BACKGROUND OF THE INVENTION

LED lamp applications, including those comprising high-powered LEDs, are being developed at an increasing rate. LEDs, unlike more conventional light sources such as tungsten, halogen or HID light sources, emit essentially no infrared radiation and are, therefore, “cold” on their optical output side. Nevertheless, LEDs do generate heat at their electrical junction, the so-called “back side,” of the LED proper. This is particularly significant as the drive current increases in order to achieve greater LED optical output. Control of this thermal output, referred to as “junction temperature,” is critical so as to ensure proper operating performance of the LED and avoid either premature degradation or failure.
With the “back side” of the LEDs being housed within the lamp housing, which housing is conventionally made primarily of plastic, the heat generated is “trapped” within the housing. This thermal output on the “back side” of LEDs must be removed in order to prevent overheating and, relatedly, premature failure of the LED lamp. Accordingly, LEDs do require cooling via the introduction of heat sinks.
Conventionally, it is the practice to place such heat sinks within the housing of the LED lamp, where the LEDs themselves are housed. For instance, the head and tail-lamps for the CADILLAC CTS brand automobile utilize a single, high-power LED and a die-cast heat sink that dissipates heat within the housing of the lamp. Given that there is, for these particular applications, a sufficient amount of interior volume in which to dissipate this energy, such heat sinks serve their purpose. However, either for smaller volumes or applications generating additional thermal input, adequate dissipation of heat internally is complicated, thereby forcing the adoption of more elaborate thermal management solutions, such as exposing the heat sink to the outside of the housing or utilizing “heat pipes” (liquid filled thermal conductors) or cooling fans to circulate air within the lamp housing.
Still another solution, disclosed in United States Patent Application Pub. No. US 2007/0127252 A1 to Fallahi et al., published Jun. 7, 2007, comprises an LED headlamp assembly for a motor vehicle having a plastic lens and a plastic lamp housing cooperating with the lens to define an inner chamber that is generally fluidly isolated from the atmosphere. A cast metal reflector is mounted to the lamp housing and has a polished reflective portion that reflects light forward through the lens. A separate heat sink portion of the reflector includes fins that extend through the lamp housing and are exposed to the atmosphere outside the lamp housing, such that heat from the inner chamber is transmitted from the fins to the atmosphere.
The foregoing thermal management solutions notwithstanding, it is desirable to have a lamp assembly, for automotive as well as other applications, that is able to effectively dissipate heat energy generated by LEDs or other light sources.

SUMMARY

The specification discloses a lamp assembly comprising a lens, a lamp housing in the form of an integral metal part, the lamp housing cooperating with the lens to at least partially define a lamp chamber that is generally fluidly isolated from an ambient atmosphere outside the lamp chamber, and at least one lamp provided in the lamp chamber and carried by the lamp housing.

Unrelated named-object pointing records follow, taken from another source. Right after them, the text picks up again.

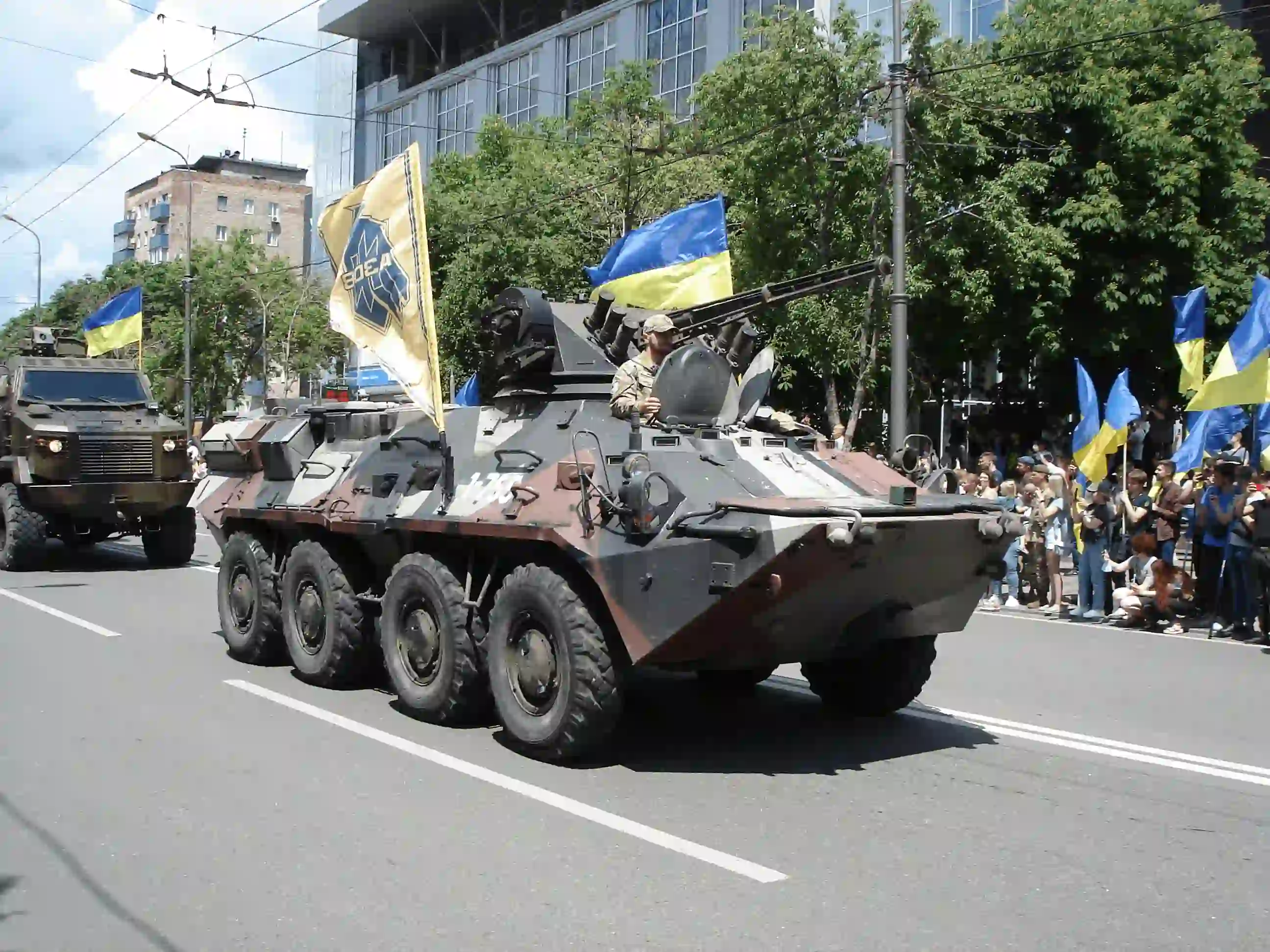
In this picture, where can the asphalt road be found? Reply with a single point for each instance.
(1082, 788)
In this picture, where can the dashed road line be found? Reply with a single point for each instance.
(1119, 749)
(568, 805)
(63, 616)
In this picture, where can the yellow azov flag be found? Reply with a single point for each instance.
(378, 241)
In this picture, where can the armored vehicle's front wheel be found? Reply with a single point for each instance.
(739, 681)
(22, 532)
(432, 659)
(550, 669)
(323, 623)
(173, 541)
(888, 677)
(247, 598)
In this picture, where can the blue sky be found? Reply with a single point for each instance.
(54, 104)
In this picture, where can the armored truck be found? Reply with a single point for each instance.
(530, 556)
(85, 455)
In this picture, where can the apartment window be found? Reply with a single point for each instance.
(516, 89)
(587, 54)
(455, 119)
(397, 131)
(754, 9)
(677, 45)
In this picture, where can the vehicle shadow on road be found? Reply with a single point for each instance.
(85, 879)
(674, 725)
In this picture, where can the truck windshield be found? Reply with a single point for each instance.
(82, 387)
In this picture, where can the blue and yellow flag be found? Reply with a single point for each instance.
(1207, 433)
(680, 261)
(1122, 409)
(376, 238)
(115, 324)
(1240, 372)
(1189, 337)
(1082, 440)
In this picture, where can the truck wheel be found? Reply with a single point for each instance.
(882, 681)
(431, 657)
(247, 597)
(739, 681)
(173, 543)
(22, 532)
(550, 670)
(323, 623)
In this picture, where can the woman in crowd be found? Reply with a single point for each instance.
(1140, 579)
(1057, 515)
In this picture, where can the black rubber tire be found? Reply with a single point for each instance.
(736, 681)
(247, 565)
(22, 532)
(173, 543)
(888, 677)
(588, 695)
(454, 690)
(340, 655)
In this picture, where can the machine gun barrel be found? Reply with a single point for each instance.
(691, 322)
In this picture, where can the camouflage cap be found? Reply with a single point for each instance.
(658, 324)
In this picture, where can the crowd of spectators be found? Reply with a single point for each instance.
(1147, 546)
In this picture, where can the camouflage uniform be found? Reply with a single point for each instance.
(633, 382)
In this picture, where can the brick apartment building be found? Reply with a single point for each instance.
(232, 194)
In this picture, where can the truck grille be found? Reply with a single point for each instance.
(116, 459)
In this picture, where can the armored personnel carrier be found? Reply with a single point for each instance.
(85, 455)
(539, 550)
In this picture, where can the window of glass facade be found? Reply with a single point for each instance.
(397, 131)
(455, 119)
(587, 54)
(677, 45)
(516, 89)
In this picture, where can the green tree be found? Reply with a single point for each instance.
(789, 119)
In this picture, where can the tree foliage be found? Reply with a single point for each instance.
(235, 288)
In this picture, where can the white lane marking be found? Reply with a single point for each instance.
(63, 616)
(1174, 760)
(568, 805)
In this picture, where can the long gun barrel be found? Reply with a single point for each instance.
(691, 322)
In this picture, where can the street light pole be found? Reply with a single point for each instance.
(898, 423)
(188, 281)
(40, 263)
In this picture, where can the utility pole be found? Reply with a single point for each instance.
(898, 423)
(187, 284)
(40, 263)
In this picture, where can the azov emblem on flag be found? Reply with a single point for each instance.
(376, 284)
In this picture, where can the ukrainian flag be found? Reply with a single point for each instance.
(680, 261)
(1082, 440)
(1189, 337)
(116, 324)
(1240, 372)
(1122, 410)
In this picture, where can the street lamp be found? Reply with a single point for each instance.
(188, 282)
(40, 262)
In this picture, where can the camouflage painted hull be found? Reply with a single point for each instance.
(770, 582)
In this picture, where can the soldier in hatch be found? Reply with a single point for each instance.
(633, 385)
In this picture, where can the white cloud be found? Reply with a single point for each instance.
(54, 104)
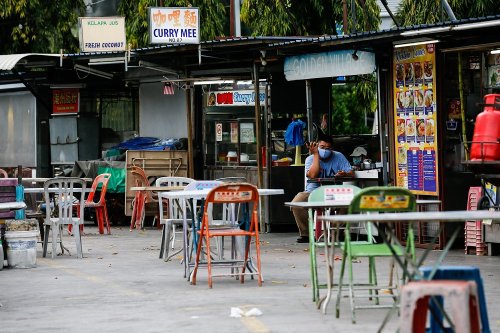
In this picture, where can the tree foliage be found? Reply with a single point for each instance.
(307, 17)
(412, 12)
(39, 26)
(212, 15)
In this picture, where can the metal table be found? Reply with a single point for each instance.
(394, 218)
(190, 195)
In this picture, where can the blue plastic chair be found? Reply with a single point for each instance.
(468, 273)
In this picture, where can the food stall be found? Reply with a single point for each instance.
(230, 132)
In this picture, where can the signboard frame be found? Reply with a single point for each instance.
(174, 25)
(102, 34)
(415, 119)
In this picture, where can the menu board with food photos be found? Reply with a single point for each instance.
(415, 119)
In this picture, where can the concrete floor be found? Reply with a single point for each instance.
(122, 286)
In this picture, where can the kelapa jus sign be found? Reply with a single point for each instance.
(234, 98)
(174, 25)
(98, 34)
(329, 64)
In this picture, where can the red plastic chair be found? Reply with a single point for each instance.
(234, 193)
(141, 198)
(101, 211)
(3, 174)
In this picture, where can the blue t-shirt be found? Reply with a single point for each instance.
(328, 168)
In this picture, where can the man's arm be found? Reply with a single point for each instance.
(345, 169)
(315, 169)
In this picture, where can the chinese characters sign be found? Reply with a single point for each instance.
(174, 25)
(415, 119)
(65, 101)
(99, 34)
(234, 98)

The lamp housing itself defines a heat sink exposed to the ambient atmosphere outside the lamp chamber such that heat from the lamp is transmitted to the ambient atmosphere.
The heat sink defined by the lamp housing may further include radiating elements that are exposed to the ambient atmosphere outside the lamp chamber such that heat from the lamp is transmitted to the ambient atmosphere through the radiating elements. In one embodiment of the invention, these radiating elements comprise fins that are exposed to the ambient atmosphere outside the lamp chamber such that heat from the lamp is transmitted to the ambient atmosphere through the fins. In another embodiment, these radiating elements comprise pins that are exposed to the ambient atmosphere outside the lamp chamber such that heat from the lamp is transmitted to the ambient atmosphere through the pins.
In another embodiment, the heat sink defined by the lamp housing further includes one or more ducts configured to promote passive convective cooling. These one or more ducts may be formed integrally with the lamp housing or, alternatively, may be defined in a separate baffle that is secured to the lamp housing. Per one feature of the invention, each of the one or more ducts is formed using internal mold slides and lifters.
According to one feature of the invention, the at least one lamp includes a reflector portion positioned and configured to reflect light emitted by the at least one lamp forward through the lens. The reflector portion may include a polished surface.
Per another feature, the at least one lamp comprises an LED. The at least one. LED may, per a further feature, be of the type connected to a circuit board including current paths connected to leads of the at least one LED and connectable to a source of electrical power operative to power the LED. According to this feature, the circuit board is connected to the lamp housing.
Per a further feature, the lamp housing is formed as a single, unitary—or monolithic—metal piece.
The lamp housing may be formed, by way of non-limiting example, from one or more materials selected from the group of materials consisting of stainless steel, low alloy steel, tool steel, titanium, cobalt, copper, magnetic metal, hard-metal, refractory metal, ceramic, magnesium, aluminum, and magnesium/aluminum alloy.
The lamp housing may, according to another feature of the invention, be formed by the process of metal injection molding, including the sub-technique of thixoforming.
The lamp housing may, according to another feature of the invention, be combined with extension, or supplemental housings, which may optionally be made from dissimilar materials such as plastics and thermosets.
According to yet another feature, the lamp housing carries a plurality of lamps.
Per still another feature of the present invention, the lens is secured to the lamp housing by one or more bonding agents selected from the group consisting of butyl and silicone-based sealants. Alternatively, the lens may be secured to the lamp housing mechanically and sealed via the incorporation of a gasket or sealing device.
The specification also discloses a method for making a lamp assembly, the method including the steps of:

- making a lamp housing as an integral metal part;
- mounting at least one lamp in the lamp housing; and
- mounting a lens on the lamp housing such that the lens cooperates with the lamp housing to at least partially define a lamp chamber that encloses the lamp, the lamp chamber being generally fluidly isolated from an ambient atmosphere outside the lamp chamber.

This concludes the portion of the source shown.